La Macro-Estadística y el Micro-Dolor
Registro el lunes 19 de febrero de 2024 —vigésimo primer día tras el impacto— como la jornada de las «realidades fragmentadas». Al cumplirse el tercer septenario desde que el tiempo se detuvo en el cruce de Tampico y Mazatlán, la inercia de la supervivencia en la habitación 503 del Hospital Regional Materno Infantil comenzó a colisionar, de forma casi asfixiante, con las exigencias de un mundo exterior que se niega a detener su marcha.Integrándome a las labores (09:00 horas)

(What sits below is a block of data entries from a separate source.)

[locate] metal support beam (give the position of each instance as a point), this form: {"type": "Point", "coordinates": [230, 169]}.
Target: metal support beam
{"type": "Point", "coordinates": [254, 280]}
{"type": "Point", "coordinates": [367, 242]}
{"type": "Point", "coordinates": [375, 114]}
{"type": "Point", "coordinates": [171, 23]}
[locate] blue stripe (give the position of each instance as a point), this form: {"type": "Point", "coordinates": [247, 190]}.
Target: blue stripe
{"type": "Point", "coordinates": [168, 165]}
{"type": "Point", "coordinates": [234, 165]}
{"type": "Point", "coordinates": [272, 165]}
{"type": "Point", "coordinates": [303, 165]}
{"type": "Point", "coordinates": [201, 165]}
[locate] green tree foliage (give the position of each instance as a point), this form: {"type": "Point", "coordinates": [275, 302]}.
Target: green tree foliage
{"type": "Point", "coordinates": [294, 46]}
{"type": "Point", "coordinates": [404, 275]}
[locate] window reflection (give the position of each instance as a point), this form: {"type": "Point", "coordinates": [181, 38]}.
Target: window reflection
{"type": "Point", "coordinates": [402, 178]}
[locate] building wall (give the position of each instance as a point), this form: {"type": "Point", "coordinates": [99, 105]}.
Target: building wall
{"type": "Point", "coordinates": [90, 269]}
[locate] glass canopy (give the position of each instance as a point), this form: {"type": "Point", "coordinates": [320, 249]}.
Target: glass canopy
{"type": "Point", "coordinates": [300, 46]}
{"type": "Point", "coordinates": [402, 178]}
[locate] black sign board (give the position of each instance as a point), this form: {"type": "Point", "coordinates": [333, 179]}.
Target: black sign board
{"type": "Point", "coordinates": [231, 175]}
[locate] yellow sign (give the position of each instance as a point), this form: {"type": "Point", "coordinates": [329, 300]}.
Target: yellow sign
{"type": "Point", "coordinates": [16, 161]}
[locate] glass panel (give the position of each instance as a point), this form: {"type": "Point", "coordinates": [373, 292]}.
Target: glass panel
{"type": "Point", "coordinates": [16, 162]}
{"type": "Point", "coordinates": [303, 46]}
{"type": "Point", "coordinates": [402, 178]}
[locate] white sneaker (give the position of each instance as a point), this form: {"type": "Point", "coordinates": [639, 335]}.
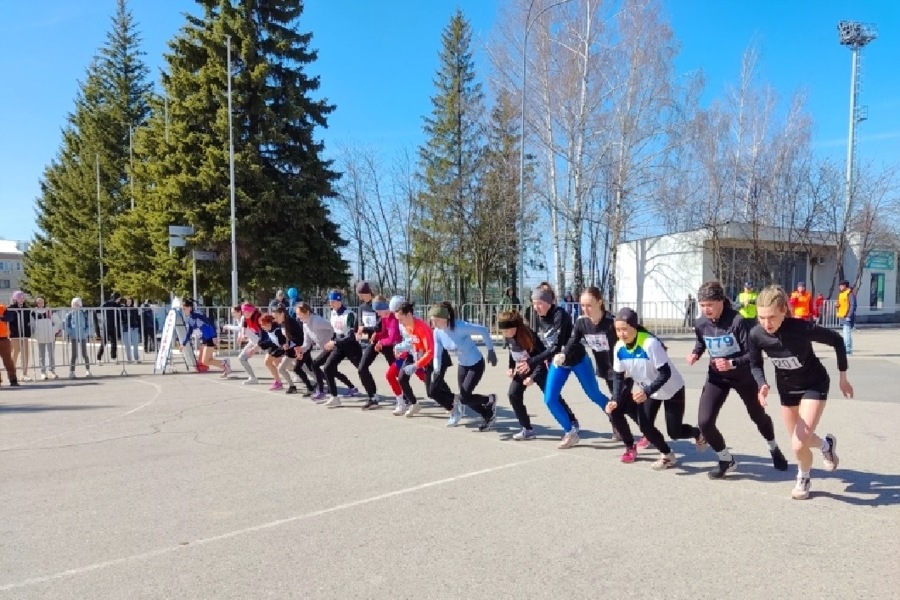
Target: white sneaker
{"type": "Point", "coordinates": [801, 489]}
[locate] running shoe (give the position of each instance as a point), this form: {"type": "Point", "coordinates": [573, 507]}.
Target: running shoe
{"type": "Point", "coordinates": [665, 461]}
{"type": "Point", "coordinates": [569, 440]}
{"type": "Point", "coordinates": [801, 489]}
{"type": "Point", "coordinates": [701, 443]}
{"type": "Point", "coordinates": [778, 459]}
{"type": "Point", "coordinates": [524, 435]}
{"type": "Point", "coordinates": [830, 456]}
{"type": "Point", "coordinates": [630, 455]}
{"type": "Point", "coordinates": [722, 468]}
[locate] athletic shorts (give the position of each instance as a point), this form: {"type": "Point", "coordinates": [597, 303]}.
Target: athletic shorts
{"type": "Point", "coordinates": [792, 398]}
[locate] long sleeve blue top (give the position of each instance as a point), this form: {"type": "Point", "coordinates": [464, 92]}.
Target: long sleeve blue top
{"type": "Point", "coordinates": [460, 339]}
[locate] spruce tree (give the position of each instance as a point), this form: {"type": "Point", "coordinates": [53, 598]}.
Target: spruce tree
{"type": "Point", "coordinates": [284, 233]}
{"type": "Point", "coordinates": [451, 158]}
{"type": "Point", "coordinates": [64, 260]}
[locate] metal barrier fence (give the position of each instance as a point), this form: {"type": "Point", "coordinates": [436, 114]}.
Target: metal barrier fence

La mañana registró un retorno forzado debido a las circunstancias
institucionales, pues todo los compañeros habían hecho lo posible para compensar
y justificar de alguna manera las ausencias constantes e interrupciones abruptas
de la jornada. A las 9:00 a. m., me presenté en las oficinas del INEGI,
convocado por mi supervisor, José Luis, para retomar mis labores. Estar en las
oficinas de la coordinación genera una paradoja sensorial agotadora: me
descubrí procesando datos demográficos mientras la estadística vital de mi
propio hijo seguía siendo un enigma clínico que yo monitoreaba febrilmente en
los intervalos de mi jornada.
Mientras el mundo esperaba cifras oficiales, mi única cifra
relevante era el volumen de drenado que Mauricio producía en su cama. Los
informes técnicos de ese día reportaban una palidez de tegumentos persistente,
aunque el niño se mantenía reactivo a estímulos. La frialdad de los
laboratorios confirmaba el desgaste: su hemoglobina había descendido a 9 y los
leucocitos a 5,400.
La Psicóloga (11:50 – 12:28 horas)
En el frente hospitalario, durante la guardia matutina, mi
hermana Katia procedió al baño físico de Mauricio a las 11:50 a. m., un rito de
dignidad necesario tras una noche de reposición de líquidos y drenajes del
sistema Penrose.
A las 12:28 p. m., el rastro documental se registra la
llegada de la psicóloga a la habitación 503. Identifico este encuentro no solo
como un protocolo clínico, sino como la incursión necesaria en la psique de un
niño de once años cuyo interior fue devastado. La salida de los familiares del
cubículo durante la sesión subraya la soledad del paciente frente a su propio
proceso de aceptación.
La Investigación del Trasplante Intestinal
Fue precisamente este 19 de febrero cuando inicié una
investigación paralela y obsesiva que se extendería durante la semana. Durante
los trayectos entre la oficina del INEGI y mis guardias nocturnas, comencé a
documentarme sobre los Centros de Trasplante Intestinal. Necesitaba un
panorama general para «sacarle la vuelta» a esa palabra que el Dr. Cecilio
había pronunciado el 1 de febrero y que resonaba casi inconscientemente en mi
mente: irreversible.
Me sumergí en los fundamentos de la fisiopatología del
Fracaso Intestinal Crónico, buscando en la literatura científica de lugares
como la Fundación Favaloro o el Hospital La Paz de Madrid una grieta por donde
filtrar la esperanza. Si la medicina local solo podía ofrecernos un «andamio
químico» de nutrición parenteral, yo buscaría en la estadística global la
posibilidad de un trasplante multivisceral.
Los Escalofríos (14:13 horas)
Al caer la tarde, la atmósfera sensorial del quinto piso se
volvió densa. A pesar de los esfuerzos por mantener una temperatura estable,
los registros de la guardia vespertina revelan una constante preocupante: a las
2:13 p. m. (14:13 h), Mauricio registró 37.9 °C y comenzó a temblar de frío.
Observo que este cuadro de escalofríos, contrastado con el
ambiente climatizado del hospital, dota al relato de una incertidumbre
persistente. Se le administró paracetamol para mitigar la febrícula, mientras
su abdomen seguía siendo doloroso a la palpación y la fístula entero-cutánea
continuaba con su gasto biliar.
La jornada del 19 de febrero cerró con un silencio denso.
Mauricio habitaba el límite de la supervivencia bajo el goteo de la Nutrición
Parenteral Total, mientras, en la periferia, intentaba reconciliar mi rol de
empleado público con el de padre que rastrea en internet el éxito de
trasplantes en niños con solo 20 cm de intestino. La justicia todavía trataba
la devastación de mi hijo como una simple estadística pendiente de peritaje.
¿Cómo puede un padre procesar datos nacionales con precisión cuando su mente está calculando las probabilidades de supervivencia de un hijo que ha perdido el 90% de su intestino delgado?.